# Which University to choose?



## boyanm

Hi all,

I want to get high quality business education in EU and was wondering which of both universities should I choose:
- Vienna University of Business and Economics
- Berlin School of Economics and Law

I think Germany or Austria are great choices, given the cost of living there.

I would appreciate all your suggestions and helpful information!

Thanks & BRgds


----------



## Ti_

First, great that you are considering studying abroad. I found it interesting, as I had the ability to broaden my cultural horizon. Learned the cultural approaches to business from Japanese, Chinese, Brazilian and American people. Very useful and interesting.

May I enquire what your primairy reason is for chosing the E.U.? Is it purely because of a specific research field at one of these universities? Is your Master's / MBA subject related to European Union culture?

The Vienna University of Business has a good reputation in Europe, given the relatively high rankings compared to Berlin School of Economics. I wouldn't go for a school that's in business for only 2-3 years due to the lack of employer recognizability.

I assume you are aiming acquiring a general management degree, therefore you might want to consider ESCP Europe (#1 ranked in FT ranking), HEC Paris (#3) or London School of Economics (#7). Also consider one of the world's best business schools: London Business School. They offer a Master in Management degree which will be ranked next year as it is relatively new. I heard great stories from current students regarding this Master. Teaching faculty is the same as their MBA. 

As Graduate School in the U.S. starts at $ 40,000 tuition a year + $ 20,000 living costs, I assume also that a major reason is the financial side of your study.
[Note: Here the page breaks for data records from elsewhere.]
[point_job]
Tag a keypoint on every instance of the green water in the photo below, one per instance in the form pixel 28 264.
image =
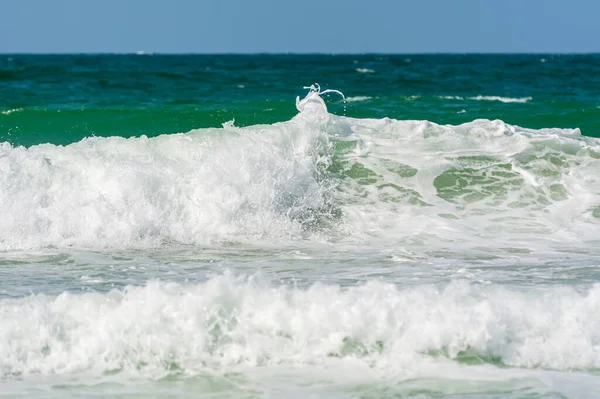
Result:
pixel 433 236
pixel 63 98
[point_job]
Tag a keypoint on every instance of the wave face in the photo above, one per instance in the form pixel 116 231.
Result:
pixel 228 323
pixel 317 176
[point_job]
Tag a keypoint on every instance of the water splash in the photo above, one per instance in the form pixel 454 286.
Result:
pixel 313 100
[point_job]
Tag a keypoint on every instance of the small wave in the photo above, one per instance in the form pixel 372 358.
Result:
pixel 502 99
pixel 358 99
pixel 488 98
pixel 165 328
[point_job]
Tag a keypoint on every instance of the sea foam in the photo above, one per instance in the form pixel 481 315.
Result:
pixel 316 176
pixel 230 322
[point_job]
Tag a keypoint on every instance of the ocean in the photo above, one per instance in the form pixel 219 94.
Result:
pixel 300 226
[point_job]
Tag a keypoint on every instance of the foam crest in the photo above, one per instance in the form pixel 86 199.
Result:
pixel 230 322
pixel 485 180
pixel 412 183
pixel 210 184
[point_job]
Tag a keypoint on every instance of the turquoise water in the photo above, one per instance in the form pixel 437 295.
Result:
pixel 184 226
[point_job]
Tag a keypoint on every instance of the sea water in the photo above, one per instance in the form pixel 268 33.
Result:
pixel 436 234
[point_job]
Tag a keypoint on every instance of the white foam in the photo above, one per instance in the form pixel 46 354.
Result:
pixel 318 176
pixel 358 99
pixel 10 111
pixel 489 98
pixel 231 322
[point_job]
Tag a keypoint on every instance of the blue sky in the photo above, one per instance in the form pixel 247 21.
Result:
pixel 320 26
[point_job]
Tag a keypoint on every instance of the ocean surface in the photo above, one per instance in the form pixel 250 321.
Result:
pixel 183 226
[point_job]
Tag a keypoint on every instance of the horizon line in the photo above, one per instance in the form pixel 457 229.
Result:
pixel 143 52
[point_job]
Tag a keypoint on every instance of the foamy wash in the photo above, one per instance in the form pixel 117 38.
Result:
pixel 325 255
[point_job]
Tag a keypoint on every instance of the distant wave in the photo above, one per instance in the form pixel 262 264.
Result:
pixel 489 98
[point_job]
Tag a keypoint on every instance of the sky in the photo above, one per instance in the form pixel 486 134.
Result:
pixel 299 26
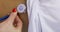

Therefore, you might want to explore also the following countries as Graduate Schools are inexpensive/free: Denmark (Copenhagen Business School), Sweden (Stockholm School of Economics) or Norway. 

Lots of assumptions, but please feel free to eleborate on your plans. I hope to have you provided a bit of information that might be worth exploring.


----------



## fishooX

To be honest I don't really know lots of stuff about the Vienna University and just a bit for the Berlin school of Economics and Law.

Regarding the latter,I believe it is a great thing that offers courses mandatory in English and German. Probably it is a good choice ,since you could get an internship in a German business, although Berlin is not full of those.But generally as you have seen the German economy has and it is projected to expand.

When it comes to terms of Uni's I would definitely recommend the LSE, well know and a variety of courses.


----------



## Ti_

Please note that LSE is only academics focussed. Make the decision not only based on the name, but also on the curriculum and the teaching method. London Business School for instance is mainly on case studies combined with plain literature, whereas London School of Economics is using a more traditional approach.


----------